Page 63
Story: American Sky
It had taken months, but George had—mostly—taped up her shattered heart and reentered the world.
She flew, attended club meetings, went shopping with Helen.
But every time she returned home, she went straight to the kitchen.
Maybe this would be the day she’d find Ivy there, sitting in her accustomed chair, flipping through a magazine and sipping a Coke.
“Hi, sweetie,” George would whisper to her phantom daughter.
It was like pressing a bruise. The pain just sweet enough that she wanted to touch it again and again, to keep the wound of Ivy’s absence from healing over.
Now Ruth was gone, too, and she had a second bruise to press.
She watched the news every night, hoping for a sight of a nurse.
She saw soldiers, tanks, jeeps, helicopters.
She saw explosions and bloody bandages and crutches, but she never saw Ruth.
And she never heard any reports of women dying in Vietnam.
She hoped that meant they kept the nurses well behind the lines. Safe.
Unlike poor Frank Jr. He’d tripped a Claymore mine along the Ben Cat River eight days after Ruth left for Cu Chi.
When George heard the news, she drove straight to the Bridlemile house and let herself in without knocking. She found Helen sitting still as a statue in the sunroom with a pad of paper in her hand. A pen lay on the floor.
“Helen, I’m so sorry.”
Helen accepted her hug and said, “Frank’s not here.”

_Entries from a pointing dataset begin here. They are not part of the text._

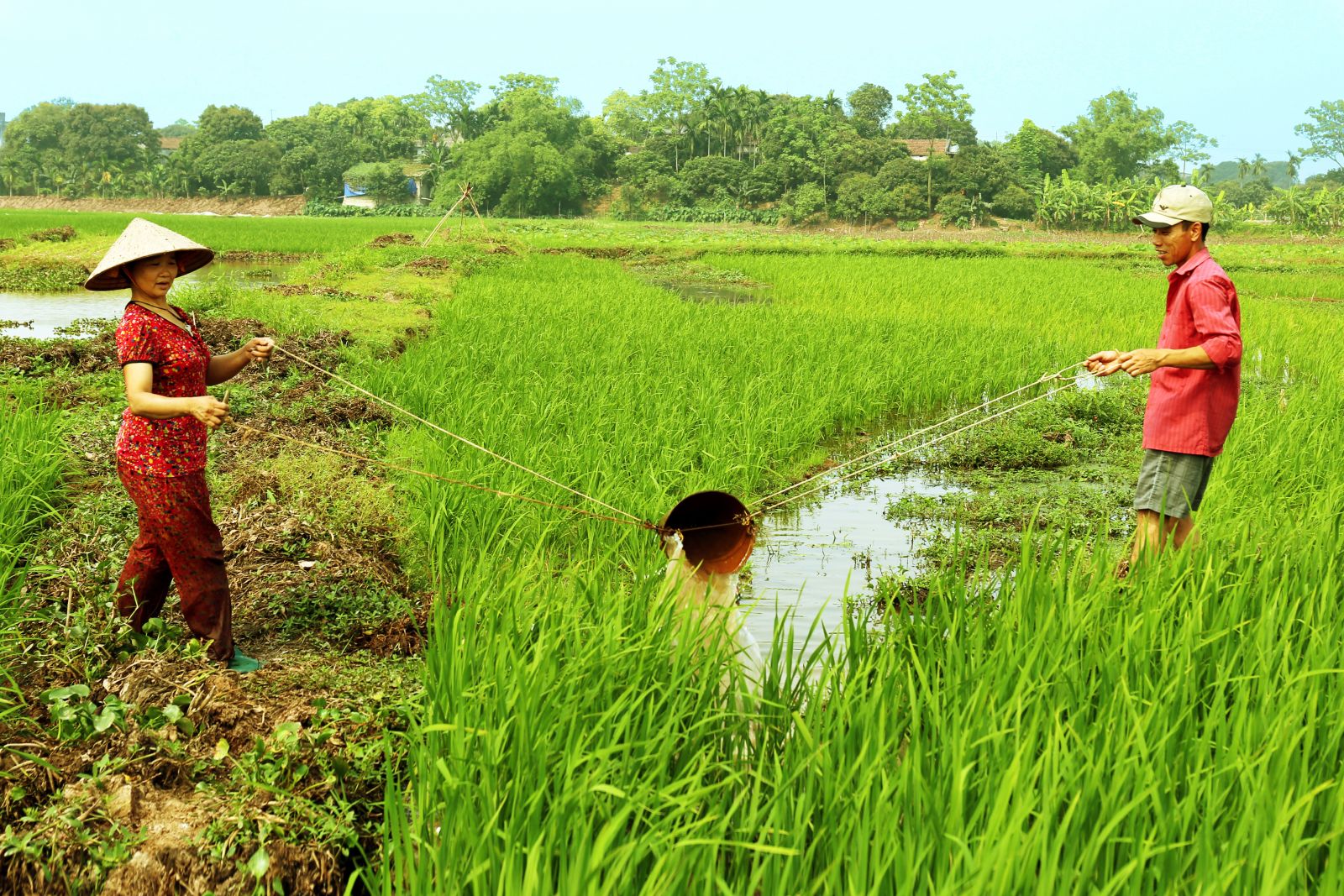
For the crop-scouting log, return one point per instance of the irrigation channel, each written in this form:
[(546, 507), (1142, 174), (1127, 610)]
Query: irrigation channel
[(811, 558), (45, 315)]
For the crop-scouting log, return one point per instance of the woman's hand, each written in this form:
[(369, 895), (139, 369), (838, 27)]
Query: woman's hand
[(208, 410), (259, 348)]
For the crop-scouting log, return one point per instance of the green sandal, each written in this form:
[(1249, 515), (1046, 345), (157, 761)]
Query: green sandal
[(242, 664)]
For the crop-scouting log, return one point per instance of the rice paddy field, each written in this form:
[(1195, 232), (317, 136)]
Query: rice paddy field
[(553, 726)]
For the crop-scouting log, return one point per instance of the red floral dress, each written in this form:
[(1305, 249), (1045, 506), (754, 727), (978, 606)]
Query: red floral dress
[(161, 464), (175, 446)]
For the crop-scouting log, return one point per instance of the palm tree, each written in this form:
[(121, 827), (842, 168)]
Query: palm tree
[(754, 117), (1294, 163)]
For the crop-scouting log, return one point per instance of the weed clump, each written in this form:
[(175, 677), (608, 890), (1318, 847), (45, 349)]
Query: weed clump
[(53, 235)]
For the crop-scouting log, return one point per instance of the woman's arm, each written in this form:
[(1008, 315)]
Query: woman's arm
[(226, 367), (140, 396)]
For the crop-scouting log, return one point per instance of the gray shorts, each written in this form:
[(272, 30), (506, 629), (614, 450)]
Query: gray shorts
[(1171, 483)]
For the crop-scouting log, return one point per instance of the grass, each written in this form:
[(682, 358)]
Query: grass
[(1066, 736), (1063, 732)]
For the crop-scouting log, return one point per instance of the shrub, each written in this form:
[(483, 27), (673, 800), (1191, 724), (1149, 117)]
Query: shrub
[(381, 181), (1015, 202)]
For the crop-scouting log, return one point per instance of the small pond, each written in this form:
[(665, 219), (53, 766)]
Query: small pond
[(39, 315), (808, 558)]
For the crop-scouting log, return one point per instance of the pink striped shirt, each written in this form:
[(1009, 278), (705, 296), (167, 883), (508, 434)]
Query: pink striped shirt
[(1191, 411)]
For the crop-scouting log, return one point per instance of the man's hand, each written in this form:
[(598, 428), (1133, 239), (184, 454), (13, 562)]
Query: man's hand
[(1136, 363), (1142, 360), (260, 348), (1104, 363), (208, 410)]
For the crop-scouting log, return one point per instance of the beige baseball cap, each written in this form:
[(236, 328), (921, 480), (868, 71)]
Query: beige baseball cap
[(1178, 203), (143, 239)]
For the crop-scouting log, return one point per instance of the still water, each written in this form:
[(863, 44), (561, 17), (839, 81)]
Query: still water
[(839, 543), (39, 315)]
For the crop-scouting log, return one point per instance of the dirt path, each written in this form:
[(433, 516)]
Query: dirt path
[(138, 766), (261, 206)]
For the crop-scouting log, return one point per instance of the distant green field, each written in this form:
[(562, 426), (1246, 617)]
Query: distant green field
[(1068, 732)]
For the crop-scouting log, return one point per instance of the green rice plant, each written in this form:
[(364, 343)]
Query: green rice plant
[(1057, 734), (33, 463)]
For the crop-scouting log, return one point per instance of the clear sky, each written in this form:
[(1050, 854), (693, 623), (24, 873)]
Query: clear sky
[(1242, 73)]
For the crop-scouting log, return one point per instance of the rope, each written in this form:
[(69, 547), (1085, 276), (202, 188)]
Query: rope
[(763, 506), (460, 438), (917, 448), (882, 449), (436, 476)]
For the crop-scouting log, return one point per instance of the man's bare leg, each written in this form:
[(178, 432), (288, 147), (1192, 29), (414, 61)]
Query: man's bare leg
[(1186, 533), (1152, 530)]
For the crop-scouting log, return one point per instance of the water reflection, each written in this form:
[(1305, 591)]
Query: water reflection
[(40, 315), (808, 559), (718, 295)]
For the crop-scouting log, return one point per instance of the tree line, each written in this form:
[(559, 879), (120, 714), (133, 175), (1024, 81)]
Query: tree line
[(685, 148)]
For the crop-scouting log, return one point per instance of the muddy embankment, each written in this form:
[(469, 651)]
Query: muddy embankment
[(255, 206)]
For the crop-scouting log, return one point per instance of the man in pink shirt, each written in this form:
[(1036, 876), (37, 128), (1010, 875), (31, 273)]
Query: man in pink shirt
[(1196, 372)]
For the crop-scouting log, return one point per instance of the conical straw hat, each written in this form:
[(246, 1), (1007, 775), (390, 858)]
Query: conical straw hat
[(144, 239)]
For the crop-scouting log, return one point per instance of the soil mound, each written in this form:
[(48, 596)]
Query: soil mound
[(391, 239)]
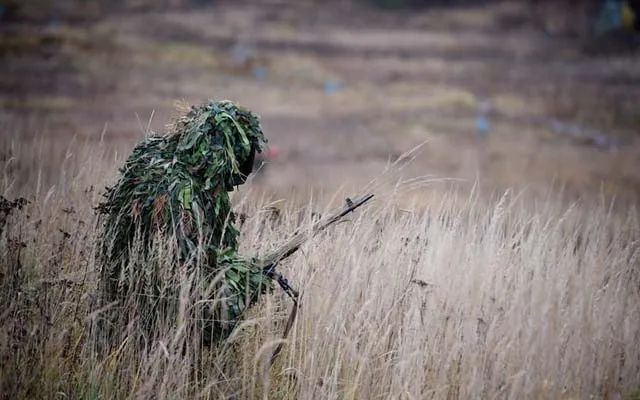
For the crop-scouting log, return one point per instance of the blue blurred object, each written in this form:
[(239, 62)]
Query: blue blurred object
[(483, 126), (483, 122), (610, 17), (260, 73), (331, 87)]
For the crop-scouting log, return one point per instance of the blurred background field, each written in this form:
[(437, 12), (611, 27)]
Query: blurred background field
[(505, 93)]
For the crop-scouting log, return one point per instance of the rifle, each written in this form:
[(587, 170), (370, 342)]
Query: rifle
[(270, 262)]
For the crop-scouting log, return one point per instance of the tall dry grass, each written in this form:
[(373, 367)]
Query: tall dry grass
[(458, 299)]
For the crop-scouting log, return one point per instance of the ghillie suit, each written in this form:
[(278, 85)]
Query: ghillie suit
[(175, 187)]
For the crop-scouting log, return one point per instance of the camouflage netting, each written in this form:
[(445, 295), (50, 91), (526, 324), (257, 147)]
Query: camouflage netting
[(176, 186)]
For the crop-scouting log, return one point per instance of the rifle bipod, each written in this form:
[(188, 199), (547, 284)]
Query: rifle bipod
[(270, 271)]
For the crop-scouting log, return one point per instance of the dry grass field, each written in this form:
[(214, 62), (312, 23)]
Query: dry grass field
[(499, 267)]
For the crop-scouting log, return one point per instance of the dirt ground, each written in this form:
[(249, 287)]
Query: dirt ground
[(344, 90)]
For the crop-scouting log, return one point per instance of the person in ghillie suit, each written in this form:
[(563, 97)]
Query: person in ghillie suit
[(176, 187)]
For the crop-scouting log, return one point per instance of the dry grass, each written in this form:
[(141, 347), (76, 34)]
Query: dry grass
[(458, 300)]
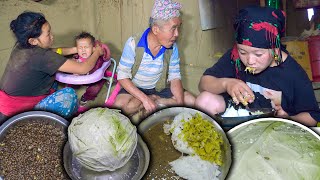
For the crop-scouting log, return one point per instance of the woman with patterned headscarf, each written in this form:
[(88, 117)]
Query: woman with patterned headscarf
[(258, 71)]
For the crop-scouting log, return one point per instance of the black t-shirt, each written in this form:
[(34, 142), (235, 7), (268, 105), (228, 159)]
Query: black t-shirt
[(30, 72), (289, 78)]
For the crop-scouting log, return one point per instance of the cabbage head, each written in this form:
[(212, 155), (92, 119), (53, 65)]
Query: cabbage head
[(102, 139), (274, 150)]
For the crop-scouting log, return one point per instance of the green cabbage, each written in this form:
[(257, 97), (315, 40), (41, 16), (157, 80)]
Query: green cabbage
[(274, 150), (102, 139)]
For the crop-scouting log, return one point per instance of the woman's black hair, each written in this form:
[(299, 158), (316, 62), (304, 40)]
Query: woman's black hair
[(27, 25)]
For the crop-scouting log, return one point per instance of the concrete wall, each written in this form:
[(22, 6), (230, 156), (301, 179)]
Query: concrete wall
[(113, 21)]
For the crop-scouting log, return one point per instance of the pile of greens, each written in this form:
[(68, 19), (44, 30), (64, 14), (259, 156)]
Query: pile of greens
[(274, 150)]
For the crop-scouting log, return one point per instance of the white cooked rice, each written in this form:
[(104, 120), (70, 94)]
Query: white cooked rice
[(194, 168)]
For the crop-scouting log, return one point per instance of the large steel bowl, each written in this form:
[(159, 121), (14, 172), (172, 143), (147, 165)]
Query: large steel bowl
[(26, 117), (170, 113)]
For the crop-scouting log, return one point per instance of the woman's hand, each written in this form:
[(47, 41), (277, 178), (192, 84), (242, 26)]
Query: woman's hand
[(276, 98), (239, 91)]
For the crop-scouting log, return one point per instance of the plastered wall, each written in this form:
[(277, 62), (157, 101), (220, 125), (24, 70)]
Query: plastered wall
[(113, 21)]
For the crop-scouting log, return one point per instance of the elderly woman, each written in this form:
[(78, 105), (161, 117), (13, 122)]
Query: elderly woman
[(144, 61), (258, 71)]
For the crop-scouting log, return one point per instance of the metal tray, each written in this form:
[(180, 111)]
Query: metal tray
[(133, 170), (170, 113), (230, 122)]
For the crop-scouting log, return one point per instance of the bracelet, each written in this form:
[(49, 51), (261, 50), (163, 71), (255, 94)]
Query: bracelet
[(59, 51)]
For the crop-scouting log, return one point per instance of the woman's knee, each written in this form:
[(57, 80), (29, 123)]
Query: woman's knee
[(189, 99)]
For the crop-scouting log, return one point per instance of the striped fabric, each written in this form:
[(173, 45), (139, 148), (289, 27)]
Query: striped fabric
[(151, 67)]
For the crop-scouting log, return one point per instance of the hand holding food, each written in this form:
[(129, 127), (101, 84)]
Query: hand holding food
[(240, 92)]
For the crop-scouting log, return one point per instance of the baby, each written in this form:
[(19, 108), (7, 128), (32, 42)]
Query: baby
[(85, 43)]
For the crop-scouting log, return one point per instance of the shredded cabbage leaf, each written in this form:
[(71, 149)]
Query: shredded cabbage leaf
[(274, 150)]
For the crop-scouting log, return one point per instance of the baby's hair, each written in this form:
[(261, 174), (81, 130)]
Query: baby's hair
[(27, 25), (84, 35)]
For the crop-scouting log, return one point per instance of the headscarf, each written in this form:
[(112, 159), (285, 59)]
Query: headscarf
[(165, 9), (260, 27)]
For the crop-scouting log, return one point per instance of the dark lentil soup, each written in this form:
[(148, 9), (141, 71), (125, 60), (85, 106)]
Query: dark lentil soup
[(33, 149)]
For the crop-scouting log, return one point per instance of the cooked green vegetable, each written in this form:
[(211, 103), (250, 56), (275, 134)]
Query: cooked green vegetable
[(274, 150), (102, 139), (198, 134)]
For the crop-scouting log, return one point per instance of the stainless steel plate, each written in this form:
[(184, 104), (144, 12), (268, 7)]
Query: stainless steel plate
[(170, 113), (133, 170)]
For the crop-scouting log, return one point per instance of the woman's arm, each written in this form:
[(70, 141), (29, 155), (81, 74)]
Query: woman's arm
[(303, 117)]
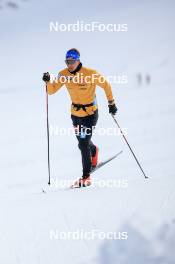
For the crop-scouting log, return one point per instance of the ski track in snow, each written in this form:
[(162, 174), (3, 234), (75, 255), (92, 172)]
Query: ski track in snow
[(144, 208)]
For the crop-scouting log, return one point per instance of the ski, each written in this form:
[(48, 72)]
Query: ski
[(101, 164)]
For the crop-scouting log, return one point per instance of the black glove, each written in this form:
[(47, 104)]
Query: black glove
[(46, 77), (112, 109)]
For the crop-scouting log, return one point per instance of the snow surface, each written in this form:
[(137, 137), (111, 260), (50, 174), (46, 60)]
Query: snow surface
[(144, 208)]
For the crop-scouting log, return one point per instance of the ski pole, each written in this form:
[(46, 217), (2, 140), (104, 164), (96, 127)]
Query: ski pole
[(129, 146), (48, 145)]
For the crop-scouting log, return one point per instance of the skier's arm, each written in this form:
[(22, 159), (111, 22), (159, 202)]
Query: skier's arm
[(103, 83)]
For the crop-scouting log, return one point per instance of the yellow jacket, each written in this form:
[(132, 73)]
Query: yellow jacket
[(81, 87)]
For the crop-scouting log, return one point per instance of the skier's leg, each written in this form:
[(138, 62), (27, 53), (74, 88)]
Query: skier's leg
[(86, 146)]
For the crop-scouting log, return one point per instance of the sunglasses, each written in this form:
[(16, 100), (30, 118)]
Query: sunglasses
[(70, 62)]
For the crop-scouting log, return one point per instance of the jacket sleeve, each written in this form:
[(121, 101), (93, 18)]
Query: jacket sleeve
[(103, 83), (53, 87)]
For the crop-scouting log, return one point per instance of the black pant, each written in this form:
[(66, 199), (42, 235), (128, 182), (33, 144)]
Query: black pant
[(84, 128)]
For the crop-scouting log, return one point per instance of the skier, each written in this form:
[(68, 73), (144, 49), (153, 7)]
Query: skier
[(84, 109)]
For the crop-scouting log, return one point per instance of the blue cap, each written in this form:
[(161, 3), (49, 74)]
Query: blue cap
[(72, 54)]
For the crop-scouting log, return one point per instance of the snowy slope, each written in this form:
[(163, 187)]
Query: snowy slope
[(142, 208)]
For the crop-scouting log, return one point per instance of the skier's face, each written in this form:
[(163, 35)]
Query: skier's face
[(73, 65)]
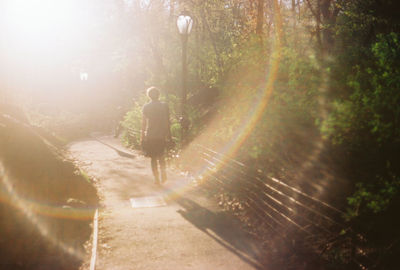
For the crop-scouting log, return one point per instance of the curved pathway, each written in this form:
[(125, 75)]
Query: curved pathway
[(189, 232)]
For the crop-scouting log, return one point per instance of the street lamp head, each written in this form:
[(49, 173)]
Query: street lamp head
[(83, 76), (184, 23)]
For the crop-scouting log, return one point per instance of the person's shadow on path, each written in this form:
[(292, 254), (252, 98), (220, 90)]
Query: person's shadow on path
[(221, 224)]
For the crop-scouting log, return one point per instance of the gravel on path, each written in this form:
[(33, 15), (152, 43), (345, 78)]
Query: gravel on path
[(190, 232)]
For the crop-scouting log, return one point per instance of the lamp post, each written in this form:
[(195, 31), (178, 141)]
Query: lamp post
[(184, 23)]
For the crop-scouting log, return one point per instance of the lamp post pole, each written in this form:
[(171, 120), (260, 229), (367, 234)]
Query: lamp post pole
[(184, 120), (184, 24)]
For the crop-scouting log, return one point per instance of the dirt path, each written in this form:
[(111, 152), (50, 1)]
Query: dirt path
[(190, 232)]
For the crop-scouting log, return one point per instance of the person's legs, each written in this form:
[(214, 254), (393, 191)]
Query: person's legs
[(154, 168), (163, 168)]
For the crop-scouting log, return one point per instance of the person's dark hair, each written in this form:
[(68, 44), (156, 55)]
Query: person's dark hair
[(153, 93)]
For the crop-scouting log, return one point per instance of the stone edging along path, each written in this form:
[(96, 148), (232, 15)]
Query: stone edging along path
[(188, 232)]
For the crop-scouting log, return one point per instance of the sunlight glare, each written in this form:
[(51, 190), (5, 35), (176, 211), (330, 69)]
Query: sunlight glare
[(41, 21)]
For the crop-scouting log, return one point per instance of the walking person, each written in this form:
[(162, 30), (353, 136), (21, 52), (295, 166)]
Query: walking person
[(155, 133)]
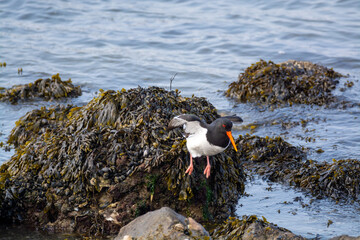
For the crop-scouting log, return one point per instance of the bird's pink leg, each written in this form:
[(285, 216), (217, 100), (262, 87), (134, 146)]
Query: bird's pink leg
[(191, 167), (207, 169)]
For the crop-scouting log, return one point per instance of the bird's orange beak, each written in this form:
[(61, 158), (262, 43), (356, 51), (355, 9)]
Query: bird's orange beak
[(231, 139)]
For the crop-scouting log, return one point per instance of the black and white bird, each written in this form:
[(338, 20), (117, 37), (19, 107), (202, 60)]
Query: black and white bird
[(204, 139)]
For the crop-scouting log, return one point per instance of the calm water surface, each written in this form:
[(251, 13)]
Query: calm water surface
[(114, 45)]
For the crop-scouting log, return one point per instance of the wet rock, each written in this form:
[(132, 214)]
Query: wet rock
[(47, 89), (345, 237), (164, 223), (250, 227), (285, 83), (91, 159), (279, 161)]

“I’m not here for Frank. I’m here for you.”
Helen blinked and bent to pick up the pen. George lunged to grab it first and handed it to her. She glanced at the notepad. Helen was making a list that said things like, Casket, Notice for paper, Luncheon after service.
“Let me help, Helen. You need to rest.”
Helen ignored this and added another item to her list. George wanted to take the pen from her hand. She wanted to tell her it was okay to cry. To collapse. To go to bed and not get up for days. She wanted to tell her that after enough time passed, she, too, could tape up her splintered heart.
“When I lost Ivy,” George began, then stopped herself. Because it wasn’t the same. Ivy wasn’t dead. George knew that as certainly as she knew her own name.
Helen smiled bitterly. “But Ivy’s not lost anymore, is she?”
“What?” Her friend was just overcome with grief, thought George. She understood all too well how loss could addle a person.
Helen fished in the box at her side, the one labeled Personal Effects–Bridlemile, F . She pulled out a smudged airmail sheet and handed it to George.
Dear Folks, Things are fine here. Hot as heck still (sorry, Mother), and you never saw so many bugs.
But I eat my three squares and keep my boots dry, just like Dad says.
Ran into Ivy Rutledge at Cu Chi. She goes by Shaw now, but I didn’t see a wedding ring.
She’s a Donut Dolly, if you can believe it.
Not sure what I think about women being over here, but they are a sight for sore eyes. Hope this finds you well.
Your loving son,
Frank Jr.
“We assumed you’d heard it from Ruth.” Helen stressed the “we.” Frank had known this, and he hadn’t told her?
For how long? He’s just lost his son, George reminded herself, trying to douse the flame of anger that flared in her chest. “We assumed you had your reasons for keeping it to yourself, but maybe you didn’t know,” said Helen.
That “we” again. That victorious pinch in Helen’s expression.
And then the news sank in. Helen could have all the “we” she wanted. Frank Jr. had found Ivy!
George handed back the letter. “Well,” she said, “I’m just relieved to know she’s alive.” Words she immediately wanted to bite back, because Frank Jr. was dead, and Helen, having rallied to fire her single round of ammunition, slumped over on the wicker sofa and sobbed.
George wrote letter after letter to Ivy. She tore up each one, threw the pieces in the garbage. “I can’t send them,” she told Tom. “They all say the wrong thing.”
“Try a postcard,” said Tom. “That’s what I did.”
“What did you say?”
“I said, ‘Dear Ivy, I’m so relieved that you’re alive. I miss you and love you, Dad.’”
George hung up and went outside to find her mother. Adele rolled out from underneath a Buick sedan. “That Tom,” she said when George told her about his postcard. “He gets right to the heart of it, doesn’t he?” Then she rolled back beneath the car.
No, thought George. No, he didn’t. Not quite.
Adele had sent a letter too. Now it was only George who hadn’t written. She couldn’t write to Ruth either. The betrayal. Knowing where Ivy was and not telling. Keeping Ivy all to herself.
And neither Tom nor Adele getting to the heart of it, which was all the questions George needed answered: Why did Ivy go? Where did she go? How had she ended up in Vietnam? And when was she coming back?
As much as George needed the answers to these questions, she dreaded hearing them.
Because she suspected Ivy would say, “I left because of you. I went as far away as I could get. From you. And I am never, ever coming back.” Answers that threatened to splinter her heart all over again.
She couldn’t bring herself to put those questions in a letter.
And without them, what was the point of sending any letters at all?